Russia provides a significant portion of the worldwide supply of oil, making that an easy target for sanctions. Other restrictions facing Russia include trade and travel as well. The U.S. and European countries in the EU have pledged to pursue oil from other countries in hopes of tanking Russia’s economy due to a drop in exports. As expected, there are some repercussions on daily lives apart from the government. Consumer prices in Russia have jumped as the value of the Russian ruble has decreased. Outside of Russia, countries imposing sanctions are facing record-high gas prices. 
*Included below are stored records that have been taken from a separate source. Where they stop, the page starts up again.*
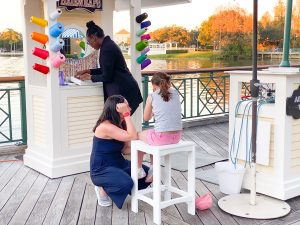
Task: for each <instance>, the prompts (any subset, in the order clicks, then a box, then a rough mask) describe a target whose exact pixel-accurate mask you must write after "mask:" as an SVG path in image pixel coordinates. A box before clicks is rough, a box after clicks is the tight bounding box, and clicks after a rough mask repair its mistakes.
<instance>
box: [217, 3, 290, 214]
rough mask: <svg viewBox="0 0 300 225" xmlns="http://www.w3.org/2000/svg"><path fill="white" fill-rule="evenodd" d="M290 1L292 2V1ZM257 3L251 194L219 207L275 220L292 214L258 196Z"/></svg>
mask: <svg viewBox="0 0 300 225" xmlns="http://www.w3.org/2000/svg"><path fill="white" fill-rule="evenodd" d="M288 1H290V2H292V0H288ZM257 3H258V0H253V40H252V44H253V46H252V80H251V81H250V88H251V98H252V138H251V145H252V157H251V165H250V193H249V194H233V195H227V196H225V197H223V198H221V199H220V200H219V201H218V205H219V207H220V208H221V209H222V210H224V211H225V212H227V213H229V214H232V215H236V216H240V217H246V218H253V219H273V218H278V217H282V216H285V215H287V214H288V213H289V212H290V206H289V205H288V204H287V203H285V202H284V201H281V200H277V199H274V198H270V197H268V196H264V195H256V144H257V143H256V140H257V100H258V96H259V86H260V85H259V80H258V79H257V10H258V6H257V5H258V4H257ZM289 25H290V24H289ZM288 47H289V45H288Z"/></svg>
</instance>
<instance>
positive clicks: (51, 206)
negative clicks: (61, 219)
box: [43, 176, 75, 225]
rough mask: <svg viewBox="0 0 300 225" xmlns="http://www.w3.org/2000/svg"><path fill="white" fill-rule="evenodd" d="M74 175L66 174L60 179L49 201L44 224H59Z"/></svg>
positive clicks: (56, 224)
mask: <svg viewBox="0 0 300 225" xmlns="http://www.w3.org/2000/svg"><path fill="white" fill-rule="evenodd" d="M74 179H75V177H74V176H68V177H64V178H62V181H61V183H60V185H59V187H58V190H57V192H56V194H55V196H54V199H53V201H52V203H51V206H50V208H49V211H48V213H47V215H46V218H45V220H44V222H43V224H45V225H57V224H59V222H60V220H61V217H62V214H63V212H64V209H65V206H66V204H67V200H68V197H69V194H70V192H71V189H72V186H73V182H74Z"/></svg>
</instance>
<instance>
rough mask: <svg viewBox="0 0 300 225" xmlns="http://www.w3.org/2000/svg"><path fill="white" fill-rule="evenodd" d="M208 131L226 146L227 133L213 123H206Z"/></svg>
mask: <svg viewBox="0 0 300 225" xmlns="http://www.w3.org/2000/svg"><path fill="white" fill-rule="evenodd" d="M207 127H208V132H209V133H210V134H211V135H214V136H215V137H216V138H218V139H219V140H220V141H221V142H222V143H224V144H226V145H227V146H228V139H229V138H228V133H224V132H223V131H222V130H220V129H218V128H217V127H216V126H215V124H212V125H208V126H207Z"/></svg>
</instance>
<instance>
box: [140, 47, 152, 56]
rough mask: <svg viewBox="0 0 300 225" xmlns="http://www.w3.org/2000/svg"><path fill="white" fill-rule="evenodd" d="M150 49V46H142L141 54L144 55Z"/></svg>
mask: <svg viewBox="0 0 300 225" xmlns="http://www.w3.org/2000/svg"><path fill="white" fill-rule="evenodd" d="M149 51H150V48H149V47H147V48H144V50H143V51H141V55H146V54H147V52H149Z"/></svg>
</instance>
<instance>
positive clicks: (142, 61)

Other than these various sanctions and restrictions, Ukraine has received donations from relief efforts run by corporations and humanitarian organizations, as well as arms and military supplies from supporting countries.

It’s not just government and large-scale organizations contributing to the Ukrainian effort, though; Shorecrest seniors Tomek Moritz and Grace Salter managed to mobilize support within our community. Tomek and Grace collected monetary donations from the student body to buy relief supplies for Ukrainian refugees. Over Spring Break, Tomek ventured to Poland and used the money raised to purchase items most needed by the centers supporting refugees. These items included food, personal hygiene products, and fever-reducing medications.

Tomek explained what inspired him to do this, saying, “I am Polish so the conflict in Ukraine was very close to me… I’ve been to Ukraine many times, and so I feel bad for the people there.” Tomek urges Shorecrest to “stay updated on the situation in Ukraine and [be] on a lookout for future opportunities to help. The situation in Ukraine is changing from hour to hour, so we need to be able to adapt and try to do the most we can to help Ukrainians in their struggle to protect independence.”

The events in Ukraine in the wake of the Russian invasion have shown how volatile and ruthless war can be. It is important to stay up to date on situations like this so that we can help as much as we can. Natalia Schratwieser talking to students and Tomek and Grace collecting donations are perfect examples of how Shorecrest can remain supportive of those who need it most. Ukrainian independence and thousands of lives are at stake, which does not beg the World War III jokes many have been making.